Farm Bankruptcies Spiked to Highest Level in Eight Years
2019 was not kind to American farmers.
Farm Bankruptcies Spiked to Highest Level in Eight Years
2019 was not kind to American farmers.
Farm bankruptcies hit an eight-year high in America last year.
Court data released this week showed that farmers filed 595 Chapter 12 bankruptcies in 2019, according to Reuters, a significant increase from the 498 filings in 2018. Chapter 12 is a form of bankruptcy filing that was introduced in the 1980s for farms and fishing operations. There has been a steady rise in these filings over the last five years.

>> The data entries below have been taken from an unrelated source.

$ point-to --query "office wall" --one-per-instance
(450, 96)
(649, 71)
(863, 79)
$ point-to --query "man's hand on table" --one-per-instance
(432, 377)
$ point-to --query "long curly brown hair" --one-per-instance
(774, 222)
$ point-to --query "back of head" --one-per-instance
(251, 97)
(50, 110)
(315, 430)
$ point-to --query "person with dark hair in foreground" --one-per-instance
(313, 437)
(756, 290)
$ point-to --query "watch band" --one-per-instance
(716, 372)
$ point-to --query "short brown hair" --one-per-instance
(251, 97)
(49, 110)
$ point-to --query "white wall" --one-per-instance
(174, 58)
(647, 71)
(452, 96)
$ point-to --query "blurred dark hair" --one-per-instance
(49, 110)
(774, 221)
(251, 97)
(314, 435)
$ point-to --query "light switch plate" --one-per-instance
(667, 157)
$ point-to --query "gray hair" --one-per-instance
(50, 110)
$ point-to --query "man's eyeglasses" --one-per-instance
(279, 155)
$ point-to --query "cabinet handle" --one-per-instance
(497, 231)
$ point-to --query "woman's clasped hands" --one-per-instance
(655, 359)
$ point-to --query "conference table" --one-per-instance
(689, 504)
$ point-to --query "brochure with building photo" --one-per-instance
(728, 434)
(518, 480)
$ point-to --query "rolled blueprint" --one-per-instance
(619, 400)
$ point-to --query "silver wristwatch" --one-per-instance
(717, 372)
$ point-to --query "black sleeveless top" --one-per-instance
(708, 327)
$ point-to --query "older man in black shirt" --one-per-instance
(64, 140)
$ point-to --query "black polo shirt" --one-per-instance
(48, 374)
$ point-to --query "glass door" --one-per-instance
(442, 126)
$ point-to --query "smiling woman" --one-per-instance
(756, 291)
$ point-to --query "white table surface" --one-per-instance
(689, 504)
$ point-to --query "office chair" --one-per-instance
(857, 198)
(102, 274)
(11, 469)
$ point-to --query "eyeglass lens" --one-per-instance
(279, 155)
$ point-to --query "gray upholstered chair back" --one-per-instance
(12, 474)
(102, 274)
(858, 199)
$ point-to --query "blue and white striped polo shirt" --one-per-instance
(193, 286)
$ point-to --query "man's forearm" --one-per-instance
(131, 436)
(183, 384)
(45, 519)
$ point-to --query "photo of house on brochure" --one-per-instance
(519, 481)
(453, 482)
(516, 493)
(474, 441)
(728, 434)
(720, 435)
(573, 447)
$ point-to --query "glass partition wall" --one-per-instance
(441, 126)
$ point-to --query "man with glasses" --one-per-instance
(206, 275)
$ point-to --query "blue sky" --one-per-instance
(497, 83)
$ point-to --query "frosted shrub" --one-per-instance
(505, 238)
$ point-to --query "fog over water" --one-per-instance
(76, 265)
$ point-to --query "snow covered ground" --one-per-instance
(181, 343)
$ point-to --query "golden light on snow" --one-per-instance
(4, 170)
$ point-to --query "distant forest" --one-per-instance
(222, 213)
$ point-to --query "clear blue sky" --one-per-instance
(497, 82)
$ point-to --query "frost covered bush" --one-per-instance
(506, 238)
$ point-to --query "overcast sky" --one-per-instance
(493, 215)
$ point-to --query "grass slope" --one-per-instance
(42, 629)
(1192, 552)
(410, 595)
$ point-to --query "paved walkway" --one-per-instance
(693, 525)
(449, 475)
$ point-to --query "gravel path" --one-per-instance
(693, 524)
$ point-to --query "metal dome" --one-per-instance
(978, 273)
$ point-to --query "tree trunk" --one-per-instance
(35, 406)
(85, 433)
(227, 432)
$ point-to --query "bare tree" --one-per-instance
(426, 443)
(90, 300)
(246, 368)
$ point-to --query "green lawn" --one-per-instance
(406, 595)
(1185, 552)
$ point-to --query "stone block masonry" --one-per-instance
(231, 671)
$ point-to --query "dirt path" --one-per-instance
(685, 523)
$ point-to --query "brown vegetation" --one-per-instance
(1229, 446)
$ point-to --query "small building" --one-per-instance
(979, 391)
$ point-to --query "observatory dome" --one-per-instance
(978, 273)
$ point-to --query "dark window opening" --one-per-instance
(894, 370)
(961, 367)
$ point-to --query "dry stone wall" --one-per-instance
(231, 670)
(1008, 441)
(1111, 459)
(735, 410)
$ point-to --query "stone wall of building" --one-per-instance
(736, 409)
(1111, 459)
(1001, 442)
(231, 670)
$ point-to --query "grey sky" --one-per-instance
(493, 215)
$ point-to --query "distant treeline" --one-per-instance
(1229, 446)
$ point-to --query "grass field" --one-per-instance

We reported back in November that farm bankruptcies had increased by 24 percent leading up to September compared to the year before. That was according to an analysis carried out by the American Farm Bureau, which also showed that farmers were hardest hit by bankruptcy in Wisconsin, Georgia, Nebraska and Kansas.
These numbers were hardly shocking to economists, as 2019 saw farmers suffer through increasingly extreme weather conditions, the trade war with China, and low commodity prices.
The situation still isn’t quite as bad as the economic hardships suffered at the height of the 1980s farm crisis, when there was a wave of farmer suicides sparked by financial stress. But these numbers are still worrying, and they are still high despite the fact that the USDA has been trying to lessen the blow with billions of dollars in bailout packages for farmers.